Home | About | Sematext search-lucene.com search-hadoop.com
 Search Hadoop and all its subprojects:

Switch to Threaded View
Pig >> mail # user >> how to control the number of mappers?


Copy link to this message
-
Re: how to control the number of mappers?
Prashant:

thanks.

by "reducing the block size", do you mean split size ? ---- block size
is fixed on a hadoop hdfs.

my application is not really data heavy, each line of input takes a
long while to process. as a result, the input size is small, but total
processing time is long, and the potential parallelism is high

Yang

On Wed, Jan 11, 2012 at 6:21 PM, Prashant Kommireddi
<[EMAIL PROTECTED]> wrote:
> Hi Yang,
>
> You cannot really control the number of mappers directly (depends on
> input splits), but surely can spawn more mappers in various ways, such
> as reducing the block size or setting pig.splitCombination to false
> (this *might* create more maps).
>
> Level of parallelization depends on how much data the 2 mappers are
> handling.

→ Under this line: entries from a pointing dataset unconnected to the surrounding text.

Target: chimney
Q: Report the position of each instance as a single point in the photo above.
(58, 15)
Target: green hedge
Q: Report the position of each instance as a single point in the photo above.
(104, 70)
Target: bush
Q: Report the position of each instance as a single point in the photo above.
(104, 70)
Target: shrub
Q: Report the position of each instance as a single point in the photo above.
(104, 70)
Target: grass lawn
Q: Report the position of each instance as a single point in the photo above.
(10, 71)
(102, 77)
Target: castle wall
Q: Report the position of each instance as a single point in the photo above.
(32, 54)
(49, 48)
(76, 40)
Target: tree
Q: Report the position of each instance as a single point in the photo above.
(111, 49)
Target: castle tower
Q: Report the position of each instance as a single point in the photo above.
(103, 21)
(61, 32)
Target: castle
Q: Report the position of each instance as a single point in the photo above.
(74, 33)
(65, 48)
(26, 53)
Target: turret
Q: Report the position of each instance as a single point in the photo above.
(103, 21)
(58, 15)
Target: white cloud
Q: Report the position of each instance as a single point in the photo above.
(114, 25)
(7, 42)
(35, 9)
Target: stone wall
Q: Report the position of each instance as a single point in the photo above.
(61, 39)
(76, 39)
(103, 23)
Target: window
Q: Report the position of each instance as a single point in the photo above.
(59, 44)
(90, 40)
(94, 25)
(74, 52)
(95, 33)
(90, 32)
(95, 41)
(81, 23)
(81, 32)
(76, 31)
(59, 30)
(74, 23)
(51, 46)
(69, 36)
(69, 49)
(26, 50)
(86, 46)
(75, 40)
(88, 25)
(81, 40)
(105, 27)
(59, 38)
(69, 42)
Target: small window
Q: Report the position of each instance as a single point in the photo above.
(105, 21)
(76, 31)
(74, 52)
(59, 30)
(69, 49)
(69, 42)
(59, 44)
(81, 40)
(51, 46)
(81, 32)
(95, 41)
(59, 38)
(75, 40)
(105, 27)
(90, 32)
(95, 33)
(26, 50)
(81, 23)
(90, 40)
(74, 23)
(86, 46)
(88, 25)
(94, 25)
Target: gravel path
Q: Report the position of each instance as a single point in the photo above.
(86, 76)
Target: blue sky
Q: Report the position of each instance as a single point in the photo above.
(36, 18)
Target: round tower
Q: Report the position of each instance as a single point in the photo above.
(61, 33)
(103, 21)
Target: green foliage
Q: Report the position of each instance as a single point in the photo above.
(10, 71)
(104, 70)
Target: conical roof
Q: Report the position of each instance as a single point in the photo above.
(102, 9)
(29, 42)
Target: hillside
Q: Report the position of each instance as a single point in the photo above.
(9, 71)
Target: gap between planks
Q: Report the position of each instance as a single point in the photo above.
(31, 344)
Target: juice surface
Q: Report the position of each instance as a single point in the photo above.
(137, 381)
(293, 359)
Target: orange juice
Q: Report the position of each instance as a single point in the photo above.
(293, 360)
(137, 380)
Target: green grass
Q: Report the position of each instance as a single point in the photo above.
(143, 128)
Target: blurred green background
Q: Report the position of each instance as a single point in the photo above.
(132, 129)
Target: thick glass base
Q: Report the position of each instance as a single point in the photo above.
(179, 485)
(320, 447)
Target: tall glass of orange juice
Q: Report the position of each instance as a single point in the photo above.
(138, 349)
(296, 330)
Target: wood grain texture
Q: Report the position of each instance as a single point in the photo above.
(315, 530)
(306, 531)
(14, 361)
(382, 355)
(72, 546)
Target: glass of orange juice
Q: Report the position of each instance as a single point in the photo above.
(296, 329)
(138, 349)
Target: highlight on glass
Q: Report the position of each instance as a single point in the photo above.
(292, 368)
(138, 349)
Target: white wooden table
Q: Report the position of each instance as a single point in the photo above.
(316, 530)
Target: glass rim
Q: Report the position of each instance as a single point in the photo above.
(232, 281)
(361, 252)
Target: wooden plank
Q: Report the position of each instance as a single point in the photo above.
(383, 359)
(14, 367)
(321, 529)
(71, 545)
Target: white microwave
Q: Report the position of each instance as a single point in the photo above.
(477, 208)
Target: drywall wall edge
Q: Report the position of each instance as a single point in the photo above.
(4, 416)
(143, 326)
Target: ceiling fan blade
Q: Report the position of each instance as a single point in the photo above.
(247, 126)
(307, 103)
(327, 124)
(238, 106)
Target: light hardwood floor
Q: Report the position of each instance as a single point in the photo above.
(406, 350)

You would not want a lot of maps handling too little data.
> For eg, if your input data set is only a few MB it would not be a good
> idea to have more than 1 or 2 maps.
>
> Thanks,
> Prashant
>
> Sent from my iPhone
>
> On Jan 11, 2012, at 6:13 PM, Yang <[EMAIL PROTECTED]> wrote:
>
>> I have a pig script  that does basically a map-only job:
>>
>> raw = LOAD 'input.txt' ;
>>
>> processed = FOREACH raw GENERATE convert_somehow($1,$2...);
>>
>> store processed into 'output.txt';
>>
>>
>>
>> I have many nodes on my cluster, so I want PIG to process the input in
>> more mappers. but it generates only 2 part-m-xxxxx  files, i.e.
>> using 2 mappers.
>>
>> in hadoop job it's possible to pass mapper count and
>> -Dmapred.min.split.size= ,  would this also work for PIG? the PARALLEL
>> keyword only works for reducers
>>
>>
>> Thanks
>> Yang